Исходным пунктом розенберговской «эстетики» является «расовый» идеал красоты. Этот идеал он рассматривает как новое открытие национал-«социализма». Он говорит: «Почти все философы, которые писали об эстетическом состоянии или об оценках в искусстве, прошли мимо факта существования расового идеала красоты в физическом смысле и связанной с расой же высшей духовной ценности»30. Ссылки на роль расы в истории идеологии однако совсем не новость. Еще Плеханов указывал, что эти ссылки — старый хлам и используются для того, чтобы прекратить «…исследование как раз там, где оно должно было бы начаться.

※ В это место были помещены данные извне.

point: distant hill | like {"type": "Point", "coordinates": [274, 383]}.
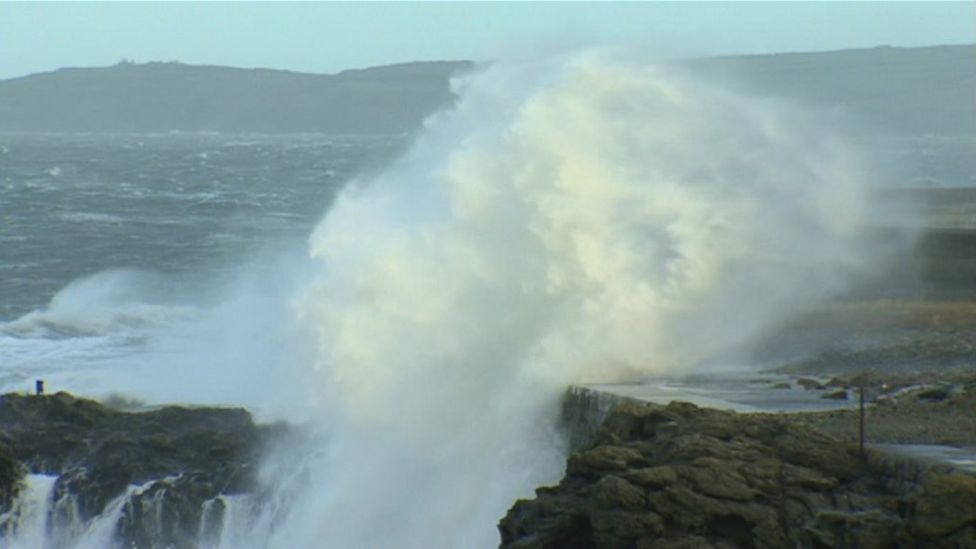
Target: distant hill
{"type": "Point", "coordinates": [159, 97]}
{"type": "Point", "coordinates": [914, 91]}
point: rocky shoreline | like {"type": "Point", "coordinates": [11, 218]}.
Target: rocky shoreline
{"type": "Point", "coordinates": [682, 476]}
{"type": "Point", "coordinates": [183, 461]}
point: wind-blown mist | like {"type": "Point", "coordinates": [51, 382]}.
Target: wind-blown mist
{"type": "Point", "coordinates": [584, 219]}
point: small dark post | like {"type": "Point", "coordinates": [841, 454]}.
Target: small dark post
{"type": "Point", "coordinates": [861, 392]}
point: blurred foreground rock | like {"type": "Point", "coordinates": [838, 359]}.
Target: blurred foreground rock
{"type": "Point", "coordinates": [180, 458]}
{"type": "Point", "coordinates": [682, 476]}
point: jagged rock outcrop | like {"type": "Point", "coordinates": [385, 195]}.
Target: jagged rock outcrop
{"type": "Point", "coordinates": [682, 476]}
{"type": "Point", "coordinates": [180, 458]}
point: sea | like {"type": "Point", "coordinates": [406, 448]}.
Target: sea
{"type": "Point", "coordinates": [112, 243]}
{"type": "Point", "coordinates": [426, 299]}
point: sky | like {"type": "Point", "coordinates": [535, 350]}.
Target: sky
{"type": "Point", "coordinates": [328, 37]}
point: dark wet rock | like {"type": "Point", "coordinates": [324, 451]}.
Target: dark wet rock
{"type": "Point", "coordinates": [10, 474]}
{"type": "Point", "coordinates": [180, 458]}
{"type": "Point", "coordinates": [680, 476]}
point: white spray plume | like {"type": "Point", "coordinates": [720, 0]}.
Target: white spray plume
{"type": "Point", "coordinates": [583, 219]}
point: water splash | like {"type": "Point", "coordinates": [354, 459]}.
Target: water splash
{"type": "Point", "coordinates": [583, 219]}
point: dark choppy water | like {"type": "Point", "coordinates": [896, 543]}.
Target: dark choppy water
{"type": "Point", "coordinates": [117, 244]}
{"type": "Point", "coordinates": [101, 234]}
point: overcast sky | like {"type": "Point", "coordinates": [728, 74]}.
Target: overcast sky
{"type": "Point", "coordinates": [332, 36]}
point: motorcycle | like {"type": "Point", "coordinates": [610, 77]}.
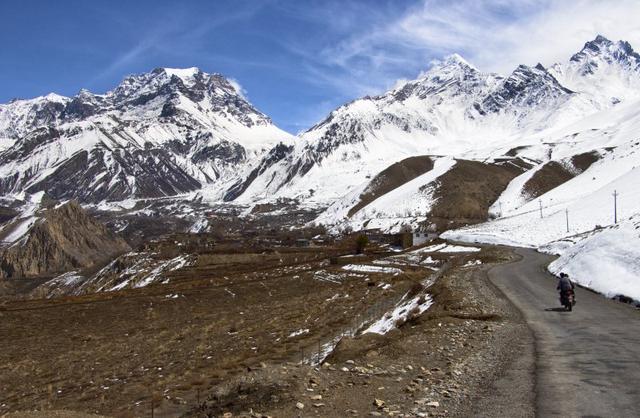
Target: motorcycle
{"type": "Point", "coordinates": [568, 299]}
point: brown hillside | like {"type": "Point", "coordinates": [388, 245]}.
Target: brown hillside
{"type": "Point", "coordinates": [554, 173]}
{"type": "Point", "coordinates": [465, 193]}
{"type": "Point", "coordinates": [392, 177]}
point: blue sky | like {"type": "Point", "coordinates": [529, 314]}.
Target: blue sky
{"type": "Point", "coordinates": [296, 60]}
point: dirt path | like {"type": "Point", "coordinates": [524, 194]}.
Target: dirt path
{"type": "Point", "coordinates": [588, 360]}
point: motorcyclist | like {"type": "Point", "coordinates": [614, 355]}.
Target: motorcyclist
{"type": "Point", "coordinates": [565, 285]}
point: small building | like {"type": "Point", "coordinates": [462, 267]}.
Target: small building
{"type": "Point", "coordinates": [302, 242]}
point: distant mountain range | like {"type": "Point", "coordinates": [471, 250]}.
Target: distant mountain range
{"type": "Point", "coordinates": [183, 132]}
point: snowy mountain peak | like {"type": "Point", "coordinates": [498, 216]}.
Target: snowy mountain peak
{"type": "Point", "coordinates": [450, 64]}
{"type": "Point", "coordinates": [183, 73]}
{"type": "Point", "coordinates": [607, 71]}
{"type": "Point", "coordinates": [604, 50]}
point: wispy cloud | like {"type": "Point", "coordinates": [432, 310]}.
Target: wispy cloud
{"type": "Point", "coordinates": [174, 34]}
{"type": "Point", "coordinates": [496, 35]}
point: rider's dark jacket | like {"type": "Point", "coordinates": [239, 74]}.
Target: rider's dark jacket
{"type": "Point", "coordinates": [565, 284]}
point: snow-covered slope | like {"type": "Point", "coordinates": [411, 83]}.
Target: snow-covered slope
{"type": "Point", "coordinates": [453, 109]}
{"type": "Point", "coordinates": [161, 133]}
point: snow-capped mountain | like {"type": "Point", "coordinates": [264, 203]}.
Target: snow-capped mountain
{"type": "Point", "coordinates": [453, 109]}
{"type": "Point", "coordinates": [161, 133]}
{"type": "Point", "coordinates": [604, 70]}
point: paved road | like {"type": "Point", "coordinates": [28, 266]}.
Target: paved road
{"type": "Point", "coordinates": [588, 360]}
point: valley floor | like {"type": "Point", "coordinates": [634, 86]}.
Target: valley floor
{"type": "Point", "coordinates": [248, 343]}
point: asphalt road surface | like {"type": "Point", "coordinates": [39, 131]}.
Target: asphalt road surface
{"type": "Point", "coordinates": [587, 361]}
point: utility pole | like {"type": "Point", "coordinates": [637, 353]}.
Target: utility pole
{"type": "Point", "coordinates": [615, 206]}
{"type": "Point", "coordinates": [540, 201]}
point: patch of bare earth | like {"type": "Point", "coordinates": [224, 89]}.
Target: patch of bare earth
{"type": "Point", "coordinates": [393, 177]}
{"type": "Point", "coordinates": [554, 174]}
{"type": "Point", "coordinates": [451, 361]}
{"type": "Point", "coordinates": [119, 353]}
{"type": "Point", "coordinates": [465, 193]}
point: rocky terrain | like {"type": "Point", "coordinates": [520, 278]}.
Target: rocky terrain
{"type": "Point", "coordinates": [249, 351]}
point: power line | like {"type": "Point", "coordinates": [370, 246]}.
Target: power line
{"type": "Point", "coordinates": [615, 207]}
{"type": "Point", "coordinates": [540, 201]}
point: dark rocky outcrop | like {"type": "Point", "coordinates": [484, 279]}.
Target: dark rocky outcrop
{"type": "Point", "coordinates": [64, 238]}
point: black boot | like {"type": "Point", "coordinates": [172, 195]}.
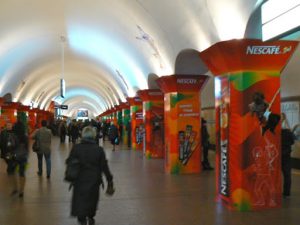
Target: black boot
{"type": "Point", "coordinates": [82, 221]}
{"type": "Point", "coordinates": [91, 221]}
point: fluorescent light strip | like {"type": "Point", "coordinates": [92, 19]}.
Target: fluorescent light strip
{"type": "Point", "coordinates": [274, 8]}
{"type": "Point", "coordinates": [282, 24]}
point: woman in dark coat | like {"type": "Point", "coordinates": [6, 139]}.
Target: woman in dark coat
{"type": "Point", "coordinates": [86, 186]}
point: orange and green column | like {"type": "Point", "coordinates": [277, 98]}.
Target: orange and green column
{"type": "Point", "coordinates": [182, 122]}
{"type": "Point", "coordinates": [153, 114]}
{"type": "Point", "coordinates": [137, 126]}
{"type": "Point", "coordinates": [247, 96]}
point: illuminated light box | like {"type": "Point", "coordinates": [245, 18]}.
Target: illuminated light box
{"type": "Point", "coordinates": [62, 88]}
{"type": "Point", "coordinates": [280, 18]}
{"type": "Point", "coordinates": [82, 113]}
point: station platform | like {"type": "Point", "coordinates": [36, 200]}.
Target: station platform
{"type": "Point", "coordinates": [145, 195]}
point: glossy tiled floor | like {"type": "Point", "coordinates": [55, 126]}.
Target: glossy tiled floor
{"type": "Point", "coordinates": [144, 196]}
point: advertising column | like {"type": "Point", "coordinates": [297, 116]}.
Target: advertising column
{"type": "Point", "coordinates": [9, 112]}
{"type": "Point", "coordinates": [247, 95]}
{"type": "Point", "coordinates": [153, 114]}
{"type": "Point", "coordinates": [182, 122]}
{"type": "Point", "coordinates": [2, 122]}
{"type": "Point", "coordinates": [125, 121]}
{"type": "Point", "coordinates": [137, 126]}
{"type": "Point", "coordinates": [32, 120]}
{"type": "Point", "coordinates": [23, 113]}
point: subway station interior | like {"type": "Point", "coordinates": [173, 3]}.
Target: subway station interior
{"type": "Point", "coordinates": [162, 72]}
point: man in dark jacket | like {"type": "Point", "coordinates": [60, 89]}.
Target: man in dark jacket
{"type": "Point", "coordinates": [287, 140]}
{"type": "Point", "coordinates": [86, 186]}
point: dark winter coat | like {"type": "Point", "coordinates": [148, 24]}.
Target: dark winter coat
{"type": "Point", "coordinates": [86, 187]}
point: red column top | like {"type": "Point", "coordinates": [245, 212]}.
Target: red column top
{"type": "Point", "coordinates": [134, 101]}
{"type": "Point", "coordinates": [248, 55]}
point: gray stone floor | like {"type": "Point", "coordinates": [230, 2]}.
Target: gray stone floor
{"type": "Point", "coordinates": [144, 196]}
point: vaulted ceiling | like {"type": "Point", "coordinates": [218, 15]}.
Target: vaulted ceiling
{"type": "Point", "coordinates": [105, 50]}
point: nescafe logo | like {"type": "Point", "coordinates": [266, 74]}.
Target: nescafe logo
{"type": "Point", "coordinates": [186, 81]}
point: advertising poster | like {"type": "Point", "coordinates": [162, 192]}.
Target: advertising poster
{"type": "Point", "coordinates": [154, 128]}
{"type": "Point", "coordinates": [247, 93]}
{"type": "Point", "coordinates": [137, 127]}
{"type": "Point", "coordinates": [126, 127]}
{"type": "Point", "coordinates": [182, 117]}
{"type": "Point", "coordinates": [182, 122]}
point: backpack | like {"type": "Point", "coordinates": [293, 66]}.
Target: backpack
{"type": "Point", "coordinates": [72, 170]}
{"type": "Point", "coordinates": [11, 141]}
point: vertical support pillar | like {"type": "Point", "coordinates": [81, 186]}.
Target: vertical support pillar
{"type": "Point", "coordinates": [32, 120]}
{"type": "Point", "coordinates": [153, 111]}
{"type": "Point", "coordinates": [137, 128]}
{"type": "Point", "coordinates": [125, 120]}
{"type": "Point", "coordinates": [2, 122]}
{"type": "Point", "coordinates": [182, 122]}
{"type": "Point", "coordinates": [9, 112]}
{"type": "Point", "coordinates": [247, 94]}
{"type": "Point", "coordinates": [23, 112]}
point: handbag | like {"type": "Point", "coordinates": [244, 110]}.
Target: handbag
{"type": "Point", "coordinates": [72, 170]}
{"type": "Point", "coordinates": [36, 144]}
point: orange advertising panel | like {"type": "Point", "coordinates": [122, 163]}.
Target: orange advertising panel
{"type": "Point", "coordinates": [137, 126]}
{"type": "Point", "coordinates": [182, 122]}
{"type": "Point", "coordinates": [248, 55]}
{"type": "Point", "coordinates": [247, 92]}
{"type": "Point", "coordinates": [153, 111]}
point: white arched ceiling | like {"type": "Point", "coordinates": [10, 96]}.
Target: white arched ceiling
{"type": "Point", "coordinates": [111, 46]}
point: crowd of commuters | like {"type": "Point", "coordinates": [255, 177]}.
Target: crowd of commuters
{"type": "Point", "coordinates": [84, 136]}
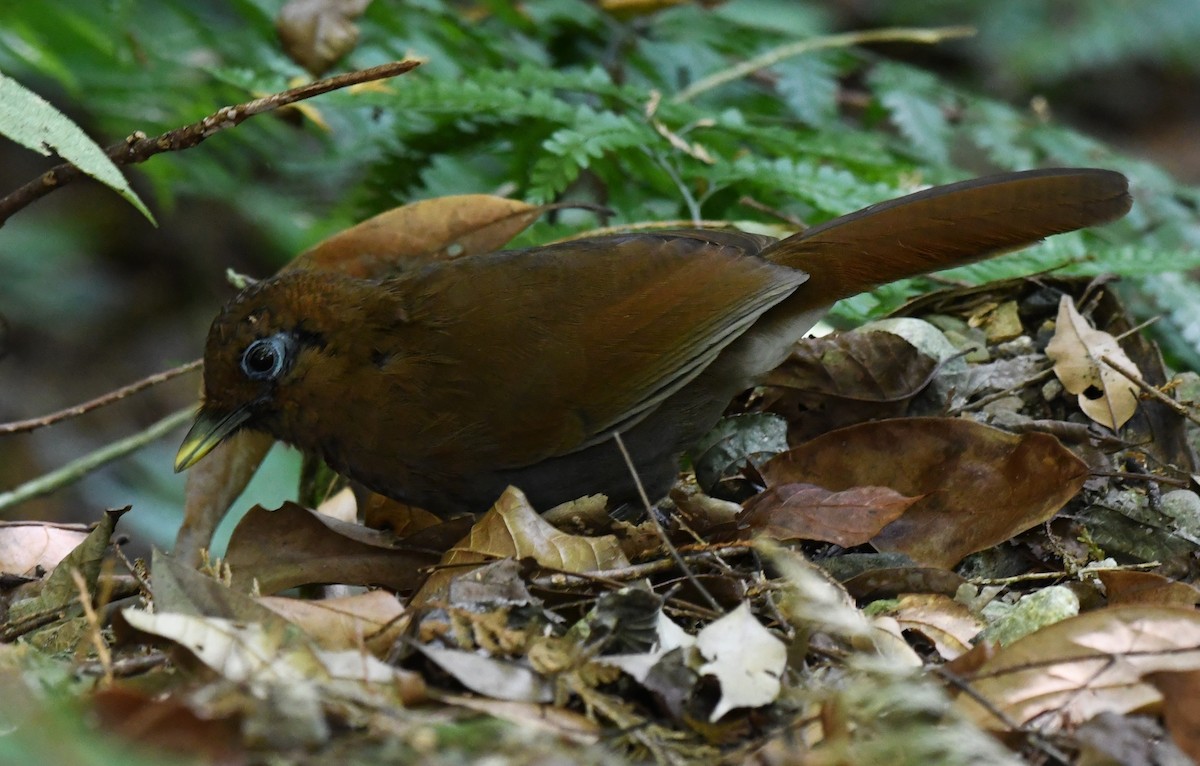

Отчего история французской поэзии непохожа на историю поэзии в Германии? По очень простой причине: темперамент французского народа был таков, что у него не могло быть ни Лессинга, ни Шиллера, ни Гете. Ну, благодарим за объяснение; теперь мы все понимаем»31. Рассуждения фашистских расовиков в Германии ниже уровня даже и подобного рода объяснения, представляя самый махровый антисемитизм. Вновь обретенный Розенбергом ключ к разрешению всех загадок искусства и литературы прошлого и настоящего он иллюстрирует тем примером, что у Гомера и в других произведениях греческой поэзии герои и боги представлены в виде блондинов.
«Но в лице Терсита появляется враждебный «светловолосому герою» мрачный и безобразный предатель, явное воплощение шпиона Передней Азии в греческом войске. Это — предшественник наших берлинских и франкфуртских пацифистов»32.
Вся история человечества изображается фашистами в извращенном виде, в виде расовой борьбы. Для того чтобы возмущение мелких буржуа не обратилось против их действительного врага, против монополистического капитализма, их натравливают против «евреев», в действительности против всех трудящихся, против пролетариата. «Евреями» фашисты, раскрывая тем самым классовый характер своей демагогии и лжи, объявляют прежде всего марксистов, коммунистов, тех, кто за диктатуру пролетариата.
Решающим признаком еврейской «расы» по этой «теории» является, разумеется, материализм. «Еврейское искусство» никогда не являет собой ни личного, ни действительно предметного стиля, а обнаруживает только техническое умение и субъективную сноровку, ориентированную на внешнее действие: оно в большинстве случаев связано с грубо чувственными воздействиями, если не целиком проникнуто безнравственной установкой»33. Примером служит литература всех евреев, «…начиная… с дышащих местью псалмов, которые только благодаря поэтической обработке Лютера часто звучат так красиво… и кончая подлым Генрихом Гейне».
Эта черносотенно-погромная антисемитская «эстетика» «расовой красоты» с помощью совершенно софистических приемов пристегивается к кантовской эстетике. Само собою разумеется, что крайний субъективист и мистификатор Розенберг и в искусстве не в состоянии увидеть ничего объективного; он исследует только всеобщую значимость суждений вкуса и при этом присоединяется к некоторым положениям Канта. Он принимает кантовскую «целесообразность без цели», формулируя ее гораздо формальнее и субъективнее, чем это делает сам Кант, и присоединяя в качестве «реальной основы» расовый момент: «Из кантовского основоположения вытекает сейчас для нас следующий конечный вывод: притязание на «всеобщую значимость» суждения вкуса вытекает лишь из расового народного идеала красоты и распространяется лишь на те круги, которые сознательно или бессознательно несут а своем сердце одинаковую идею красоты»34.
Розенберг развивает Канта в направлении обскурантского мистического релятивизма. Уже неокантианство, как это неоднократно доказывал Ленин, «очистило» Канта от всех его колебаний в сторону, материализма. Розенберг же облачает Канта в коричневый мундир.